Hacker Newsnew | past | comments | ask | show | jobs | submitlogin

At a certain scale, it's better to just take that responsibility rather than rely on someone to be able to handle that burden. When something fails, the worst thing is being out of control of it and unable to do anything about it.

Last time I had a failed storage controller, HP delivered a replacement in four hours. Last time a service provider went down, I had no visibility into the repair process, and had to explain there was nothing I could do... For five days.

It seems like you've outright admitted you can't guarantee what they need, yet you still urge them not to leave your business model. Maybe come back when your business model can meet their needs.



One of the things I stress when talking to customers is that when one is moving to cloud, it's not just the business model that changes, but the architecture model.

That may sound like cold comfort on the face of it, but it's key to getting the most out of cloud and exceed the possibilities of an on-prem architecture. Rule #1 is, everything fails. The key advantage to a good cloud provider (and there are many) is not that they can deliver a guarantee against failure (as boulos stated correctly) but that they'll allow you to design for failure. The issue becomes when the architecture in the cloud resembles that which was on-premise. While there's still some advantages, they're markedly fewer, and as you said, there's nothing you can do to prioritize your fix.

They key to having a good cloud deployment is effectively utilizing the features that eliminate single points of failure so that the same storage controller failure that might knock you out in your on-prem can't knock you out in the cloud, even though the repair time for the latter might be longer. That brings its own challenges, but brings huge advantages when it comes together.

Disclosure: I work for AWS.


Most ppl just want to deal with one provider though. Meaning there has to be a middle man btw you and the customer.


That is quite honestly amazing turn around. Most people aren't in a position to get a replacement delivered from a vendor that quickly, but if you are, awesome. Again though, there's a big gap between simple, local storage (we could probably provide a tighter SLO/SLA on Local SSD for example) and networked storage as a service.

As someone else alluded to downthread: anyone claiming they can provide guaranteed throughput and latency on networked block devices at arbitrary percentiles in the face of hardware failure is misleading you. I don't disagree that you might feel better and have more visibility into what's going on when it's your own hardware, but it's an apples and oranges comparison.


> Most people aren't in a position to get a replacement delivered from a vendor that quickly

Back when I worked in enterprise services, it was a requirement that we had good support contracts — 1-, 4- or 8-hour turnarounds were standard.

If you're running a serious business, support contracts are a must.


Physically delivered, no matter customer location?
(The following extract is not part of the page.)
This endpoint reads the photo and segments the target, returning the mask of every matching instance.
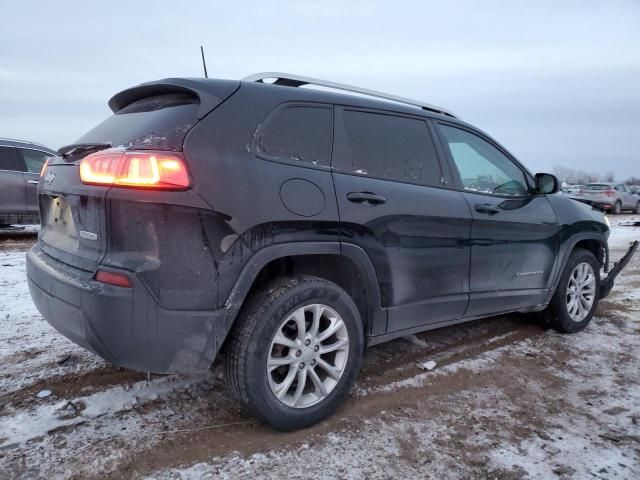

Sign me up ;).


I'm not sure why you're so surprised, this is standard logistics management for warranty replacement services.

Manufacturer specifically asks customer to keep it informed where the equipment is physically located, and then prepositions spares to appropriate depots in order to meet the contractual requirement established when the customer paid them often a large amount of money for 4-hour Same Day (24x7x365) coverage for that device.

This isn't how hyperscale folks operate for the same reason Fortune 100's rarely take out anything more than third-party coverage when their employees rent vehicles, it becomes an actuarial decision, the # of 'Advance Replacement' warranty contracts and the $ involved, vs. buying a % of spares and keeping those in the datacenter then RMA'ing the defective component for refund/replace (on a 3-5 week turnaround time).

tl;dr - Operating 100-500 servers you should likely pay Dell and they'll ship you the spare and a technician to install it, operating >500 servers and you should do the sums and make the best decision for your business, operating >5000 servers and you probably want to just 'cold spare' and replace yourself.


We had such a contract with Dell when I worked in HPC (at a large university). Since our churn was so high (top 500 cluster) we had common spare parts on site (RAM, drives) but when we needed a new motherboard it was there within 4 hours.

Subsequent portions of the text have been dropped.